Depuis, les efforts de la famille Theissen pour retrouver Marco Antonio se sont soldés par des échecs. Parallèlement, la famille a interjeté plusieurs plaintes devant la Cour suprême du Guatemala pour exiger l’ouverture d’une procédure spéciale d'enquête, également en vain. Le 8 septembre 1998, le Centre pour la justice et le droit international (CEJIL) et le Groupe d'appui mutuel (GAM) a déposé une plainte contre l'État du Guatemala devant la Commission Interaméricaine des droits de l'homme (CIDH). En 2004, l'affaire a été portée devant la Cour Interaméricaine des droits de l'homme (CourIDH), qui a déclaré l'État guatémaltèque responsable pour les violations subies par la famille Molina Theissen et a ordonné, entre autres, d'enquêter afin d'identifier, de poursuivre et de punir les commanditaires et les auteurs de cette disparition (2).
II. L’audience du 2 mars 2017
1. Les accusés et les chefs d’accusation
Le juge Herrera Rios du Tribunal de première instance a décidé d’envoyer à procès les accusés pour faire face à trois chefs d’accusations : crimes contre l’humanité (3), viol (4) et disparition forcée (5). Les accusés sont:
Francisco Luis Gordillo Martínez et Edilberto Letona Linares : crime contre l’humanité et violation avec aggravation sur la personne d’Emma Guadalupe Molina Theissen.
Hugo Ramiro Zaldaña Rojas- Manuel Antonio Callejas y Callejas et Manuel Benedicto Lucas García (6) : crime contre l’humanité et violation avec aggravation sur la personne d’Emma Guadalupe Molina Theissen, et de disparition forcée contre Marco Antonio Molina Theissen.
Il est pertinent de noter qu’il s’agit de la seconde affaire dans laquelle Manuel Benedicto Lucas García fait face à la justice. En effet, le 7 juin 2016, la juge de première instance, Claudette Dominguez, l’envoyait à procès dans l’affaire CREOMPAZ (6) aux côtés de sept autres militaires à la retraite pour leur probable participation dans cette affaire. Le ministère public l’accuse de disparitions forcées et de crimes contre l’humanité à la suite de la découverte des ossements appartenant à 558 personnes dans 85 fosses communes.

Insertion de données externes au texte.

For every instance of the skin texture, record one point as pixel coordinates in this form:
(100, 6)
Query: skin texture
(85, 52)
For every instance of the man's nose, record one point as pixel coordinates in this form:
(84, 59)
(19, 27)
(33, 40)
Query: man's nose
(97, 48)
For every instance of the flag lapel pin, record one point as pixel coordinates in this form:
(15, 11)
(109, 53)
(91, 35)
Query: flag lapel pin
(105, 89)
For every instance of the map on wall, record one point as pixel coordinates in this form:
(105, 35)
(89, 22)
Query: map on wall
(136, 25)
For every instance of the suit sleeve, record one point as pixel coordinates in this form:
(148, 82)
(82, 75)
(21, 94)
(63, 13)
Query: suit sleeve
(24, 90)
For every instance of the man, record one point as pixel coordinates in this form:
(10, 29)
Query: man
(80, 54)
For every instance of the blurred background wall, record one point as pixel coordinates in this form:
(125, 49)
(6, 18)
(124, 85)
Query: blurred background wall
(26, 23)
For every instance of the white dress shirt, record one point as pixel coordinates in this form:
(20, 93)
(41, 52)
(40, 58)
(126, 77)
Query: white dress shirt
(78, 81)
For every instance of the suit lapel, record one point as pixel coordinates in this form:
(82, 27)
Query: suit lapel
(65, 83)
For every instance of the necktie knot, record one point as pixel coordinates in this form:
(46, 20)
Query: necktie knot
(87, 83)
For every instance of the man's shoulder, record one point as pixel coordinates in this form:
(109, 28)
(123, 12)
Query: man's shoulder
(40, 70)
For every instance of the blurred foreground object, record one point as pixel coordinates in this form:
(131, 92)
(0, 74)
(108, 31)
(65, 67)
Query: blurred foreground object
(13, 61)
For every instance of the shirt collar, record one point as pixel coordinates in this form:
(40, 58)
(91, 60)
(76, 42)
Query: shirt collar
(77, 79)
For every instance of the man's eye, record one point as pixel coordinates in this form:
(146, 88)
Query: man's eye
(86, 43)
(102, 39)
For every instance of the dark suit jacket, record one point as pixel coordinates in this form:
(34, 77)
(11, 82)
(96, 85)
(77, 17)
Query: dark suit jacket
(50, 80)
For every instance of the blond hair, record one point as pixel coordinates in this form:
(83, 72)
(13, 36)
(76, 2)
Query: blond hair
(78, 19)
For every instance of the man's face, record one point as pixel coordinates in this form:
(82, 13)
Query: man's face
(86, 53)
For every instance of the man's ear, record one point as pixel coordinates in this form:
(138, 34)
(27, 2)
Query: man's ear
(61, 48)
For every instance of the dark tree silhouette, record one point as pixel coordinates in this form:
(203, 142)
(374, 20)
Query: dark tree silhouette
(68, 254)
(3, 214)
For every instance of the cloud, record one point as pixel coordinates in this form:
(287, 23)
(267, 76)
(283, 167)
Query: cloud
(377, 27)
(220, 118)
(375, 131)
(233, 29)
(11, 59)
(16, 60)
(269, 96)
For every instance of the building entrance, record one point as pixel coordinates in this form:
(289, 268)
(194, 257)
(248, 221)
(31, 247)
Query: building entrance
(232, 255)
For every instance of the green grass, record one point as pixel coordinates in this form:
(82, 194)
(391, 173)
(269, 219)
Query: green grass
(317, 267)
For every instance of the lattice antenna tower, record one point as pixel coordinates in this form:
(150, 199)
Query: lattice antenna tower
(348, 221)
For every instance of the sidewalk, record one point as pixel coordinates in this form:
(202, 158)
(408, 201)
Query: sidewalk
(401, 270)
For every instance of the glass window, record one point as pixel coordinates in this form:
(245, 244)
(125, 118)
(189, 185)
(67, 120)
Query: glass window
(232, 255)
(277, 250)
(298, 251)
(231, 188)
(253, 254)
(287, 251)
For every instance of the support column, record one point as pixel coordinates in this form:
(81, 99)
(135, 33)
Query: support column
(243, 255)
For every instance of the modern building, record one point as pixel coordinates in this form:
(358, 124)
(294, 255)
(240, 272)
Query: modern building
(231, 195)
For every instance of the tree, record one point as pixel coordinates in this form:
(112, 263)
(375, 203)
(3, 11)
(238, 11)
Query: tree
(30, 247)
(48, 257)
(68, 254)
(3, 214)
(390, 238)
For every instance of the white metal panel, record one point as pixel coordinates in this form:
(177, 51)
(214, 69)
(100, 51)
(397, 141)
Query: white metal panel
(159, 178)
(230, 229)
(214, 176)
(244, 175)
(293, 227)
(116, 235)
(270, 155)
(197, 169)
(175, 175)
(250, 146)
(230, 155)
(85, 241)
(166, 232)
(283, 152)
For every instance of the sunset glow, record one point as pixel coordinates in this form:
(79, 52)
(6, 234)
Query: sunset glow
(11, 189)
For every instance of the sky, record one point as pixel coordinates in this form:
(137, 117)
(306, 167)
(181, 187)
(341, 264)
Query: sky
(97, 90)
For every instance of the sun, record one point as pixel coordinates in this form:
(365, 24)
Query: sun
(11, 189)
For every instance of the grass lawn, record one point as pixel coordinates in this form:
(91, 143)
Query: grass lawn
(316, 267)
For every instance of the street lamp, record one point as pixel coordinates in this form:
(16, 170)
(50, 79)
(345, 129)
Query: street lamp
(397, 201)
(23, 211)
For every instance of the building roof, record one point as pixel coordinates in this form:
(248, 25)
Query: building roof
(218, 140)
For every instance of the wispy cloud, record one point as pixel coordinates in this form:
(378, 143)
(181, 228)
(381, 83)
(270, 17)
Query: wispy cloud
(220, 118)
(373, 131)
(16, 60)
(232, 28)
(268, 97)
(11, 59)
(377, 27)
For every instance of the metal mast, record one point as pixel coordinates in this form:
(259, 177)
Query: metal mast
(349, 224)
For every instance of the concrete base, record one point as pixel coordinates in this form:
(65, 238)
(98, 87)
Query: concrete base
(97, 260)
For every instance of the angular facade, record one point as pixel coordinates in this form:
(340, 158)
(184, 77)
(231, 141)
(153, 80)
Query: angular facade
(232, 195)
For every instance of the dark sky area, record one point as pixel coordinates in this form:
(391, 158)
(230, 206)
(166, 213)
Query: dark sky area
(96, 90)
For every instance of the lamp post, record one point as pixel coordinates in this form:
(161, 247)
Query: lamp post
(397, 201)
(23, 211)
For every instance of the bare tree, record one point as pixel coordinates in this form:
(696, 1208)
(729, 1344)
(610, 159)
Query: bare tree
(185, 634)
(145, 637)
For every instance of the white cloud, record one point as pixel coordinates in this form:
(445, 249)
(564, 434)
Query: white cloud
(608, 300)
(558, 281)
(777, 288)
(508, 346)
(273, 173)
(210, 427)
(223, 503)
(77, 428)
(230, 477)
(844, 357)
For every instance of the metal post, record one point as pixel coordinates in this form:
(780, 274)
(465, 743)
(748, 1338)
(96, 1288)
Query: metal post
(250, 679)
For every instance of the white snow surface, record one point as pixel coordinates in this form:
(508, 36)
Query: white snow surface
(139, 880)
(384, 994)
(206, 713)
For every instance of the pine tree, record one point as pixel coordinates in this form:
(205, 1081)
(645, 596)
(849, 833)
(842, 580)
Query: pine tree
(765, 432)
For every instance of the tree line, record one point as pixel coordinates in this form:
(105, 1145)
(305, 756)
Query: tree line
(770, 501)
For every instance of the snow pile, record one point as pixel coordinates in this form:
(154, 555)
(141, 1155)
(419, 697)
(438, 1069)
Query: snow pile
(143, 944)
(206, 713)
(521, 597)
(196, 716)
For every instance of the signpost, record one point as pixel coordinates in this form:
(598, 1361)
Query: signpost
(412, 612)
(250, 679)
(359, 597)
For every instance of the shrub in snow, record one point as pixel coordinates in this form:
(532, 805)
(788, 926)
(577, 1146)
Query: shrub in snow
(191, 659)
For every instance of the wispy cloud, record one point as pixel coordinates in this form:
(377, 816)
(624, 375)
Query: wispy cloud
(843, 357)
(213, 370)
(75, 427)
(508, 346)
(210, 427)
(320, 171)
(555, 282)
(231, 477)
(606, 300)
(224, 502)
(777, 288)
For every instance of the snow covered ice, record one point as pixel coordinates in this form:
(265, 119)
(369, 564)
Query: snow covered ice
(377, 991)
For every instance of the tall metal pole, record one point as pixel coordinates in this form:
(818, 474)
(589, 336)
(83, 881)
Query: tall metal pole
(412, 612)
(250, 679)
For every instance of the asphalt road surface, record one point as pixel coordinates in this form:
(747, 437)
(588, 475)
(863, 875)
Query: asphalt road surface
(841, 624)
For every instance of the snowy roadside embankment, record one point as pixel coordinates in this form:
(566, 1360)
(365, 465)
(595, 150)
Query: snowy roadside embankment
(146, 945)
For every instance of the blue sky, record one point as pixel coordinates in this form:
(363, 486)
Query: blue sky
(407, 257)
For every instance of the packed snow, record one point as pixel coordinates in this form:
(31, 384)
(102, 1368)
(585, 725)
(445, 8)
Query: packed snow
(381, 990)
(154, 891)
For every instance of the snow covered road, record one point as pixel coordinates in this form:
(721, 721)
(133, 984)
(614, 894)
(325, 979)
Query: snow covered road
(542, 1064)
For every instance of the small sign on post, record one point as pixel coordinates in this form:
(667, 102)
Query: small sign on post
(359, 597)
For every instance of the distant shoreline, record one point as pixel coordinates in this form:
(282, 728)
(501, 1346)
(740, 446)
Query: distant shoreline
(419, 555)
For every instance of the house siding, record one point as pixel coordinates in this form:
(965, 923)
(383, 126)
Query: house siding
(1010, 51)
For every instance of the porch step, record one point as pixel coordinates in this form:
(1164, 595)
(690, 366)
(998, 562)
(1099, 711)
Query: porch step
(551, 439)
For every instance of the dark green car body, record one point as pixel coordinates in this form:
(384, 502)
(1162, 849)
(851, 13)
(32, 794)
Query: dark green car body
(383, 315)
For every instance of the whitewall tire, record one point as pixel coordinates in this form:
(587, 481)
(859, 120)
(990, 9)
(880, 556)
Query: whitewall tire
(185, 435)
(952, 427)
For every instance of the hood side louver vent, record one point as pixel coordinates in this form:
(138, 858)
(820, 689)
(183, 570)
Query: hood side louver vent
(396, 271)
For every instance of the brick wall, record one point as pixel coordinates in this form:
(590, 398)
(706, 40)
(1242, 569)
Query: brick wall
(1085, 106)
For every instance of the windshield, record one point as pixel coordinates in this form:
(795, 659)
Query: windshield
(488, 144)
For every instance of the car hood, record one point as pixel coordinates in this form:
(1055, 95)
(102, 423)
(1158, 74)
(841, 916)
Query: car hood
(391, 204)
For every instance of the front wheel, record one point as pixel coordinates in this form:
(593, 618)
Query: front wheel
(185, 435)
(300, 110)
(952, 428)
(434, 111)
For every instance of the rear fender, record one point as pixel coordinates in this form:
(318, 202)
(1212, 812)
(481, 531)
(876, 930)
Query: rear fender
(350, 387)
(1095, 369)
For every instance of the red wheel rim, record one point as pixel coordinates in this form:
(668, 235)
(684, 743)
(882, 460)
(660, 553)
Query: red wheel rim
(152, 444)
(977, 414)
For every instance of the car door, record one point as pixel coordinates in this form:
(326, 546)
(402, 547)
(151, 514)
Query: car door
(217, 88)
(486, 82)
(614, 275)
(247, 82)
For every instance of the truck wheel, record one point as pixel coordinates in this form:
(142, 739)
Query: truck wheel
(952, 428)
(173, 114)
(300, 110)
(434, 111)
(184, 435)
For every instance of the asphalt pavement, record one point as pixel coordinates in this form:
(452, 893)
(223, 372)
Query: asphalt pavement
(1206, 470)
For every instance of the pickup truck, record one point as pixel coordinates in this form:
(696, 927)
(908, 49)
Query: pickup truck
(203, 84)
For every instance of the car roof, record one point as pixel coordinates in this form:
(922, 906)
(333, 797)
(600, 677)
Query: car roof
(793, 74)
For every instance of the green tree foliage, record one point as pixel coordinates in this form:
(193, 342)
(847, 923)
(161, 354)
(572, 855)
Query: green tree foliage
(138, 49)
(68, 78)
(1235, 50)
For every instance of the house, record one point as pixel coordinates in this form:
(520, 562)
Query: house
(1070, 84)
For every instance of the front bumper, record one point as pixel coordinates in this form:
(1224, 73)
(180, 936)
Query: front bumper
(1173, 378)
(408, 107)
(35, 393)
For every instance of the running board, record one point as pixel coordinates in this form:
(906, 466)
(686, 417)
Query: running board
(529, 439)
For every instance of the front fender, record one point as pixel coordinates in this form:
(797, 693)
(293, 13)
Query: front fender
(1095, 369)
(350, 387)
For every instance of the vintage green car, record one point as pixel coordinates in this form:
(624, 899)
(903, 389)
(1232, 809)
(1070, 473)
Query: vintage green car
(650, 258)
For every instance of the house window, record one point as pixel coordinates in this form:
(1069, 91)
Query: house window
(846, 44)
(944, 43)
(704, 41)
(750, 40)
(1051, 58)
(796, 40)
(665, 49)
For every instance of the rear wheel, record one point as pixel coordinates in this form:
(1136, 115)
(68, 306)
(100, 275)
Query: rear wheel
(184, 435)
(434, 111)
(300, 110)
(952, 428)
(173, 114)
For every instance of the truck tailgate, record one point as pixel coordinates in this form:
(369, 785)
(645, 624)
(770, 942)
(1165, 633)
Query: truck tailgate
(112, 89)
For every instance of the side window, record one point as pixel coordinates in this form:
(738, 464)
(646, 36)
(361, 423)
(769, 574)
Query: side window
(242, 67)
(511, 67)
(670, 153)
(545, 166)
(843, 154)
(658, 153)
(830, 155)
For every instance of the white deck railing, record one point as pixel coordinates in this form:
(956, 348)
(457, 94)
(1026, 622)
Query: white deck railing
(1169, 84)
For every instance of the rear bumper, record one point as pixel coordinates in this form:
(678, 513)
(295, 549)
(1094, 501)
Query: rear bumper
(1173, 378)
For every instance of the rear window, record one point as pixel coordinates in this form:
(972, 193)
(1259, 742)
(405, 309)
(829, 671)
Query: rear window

Selon la théorie de la cause développée par l’accusation, l’enlèvement et la disparition forcée de Marco Antonio constituent une mesure de représailles pour l'évasion d'Emma et l'activité politique de la famille en général.
2. Interprétation du contexte de la guerre dans laquelle les crimes allégués auraient été commis
Le juge Herrera Rios a expliqué qu’en conformité avec la Convention américaine relative aux droits de l'Homme, les différents rapports pertinents de la Commission interaméricaine lui ont permis de définir le contexte historique qui fait état de la pratique au Guatemala de la torture et de la disparition de personnes au cours de la période des actes perpétrés contre la famille Molina Theissen (7).
Selon le juge, le témoignage d'Emma Guadalupe Molina Theissen, en sa qualité de victime directe, constitue un élément important dans la détermination du contexte historique et des faits criminels allégués. Il a aussi fait référence aux rapports d'experts qui précisent que la torture faisait partie de la pratique de contre-insurrection de l’État visant à éliminer les groupes rebelles et qu’Emma Molina Guadalupe Theissen a été victime de torture et de violence sexuelle. Sur cette base, le juge a estimé qu’il y avait suffisamment de preuves pour envoyer le dossier à procès afin de faire toute la lumière sur les faits allégués.
Les éléments de preuve, selon le juge, lui ont permis de déduire qu’Emma Guadalupe Molina Theissen était considérée comme une cible de l’État dans le cadre de sa stratégie de contre-insurrection en raison de son affiliation à la JPT et que, par conséquent, elle aurait du être traitée comme une prisonnière de guerre tel que prévu par les Conventions de Genève (8).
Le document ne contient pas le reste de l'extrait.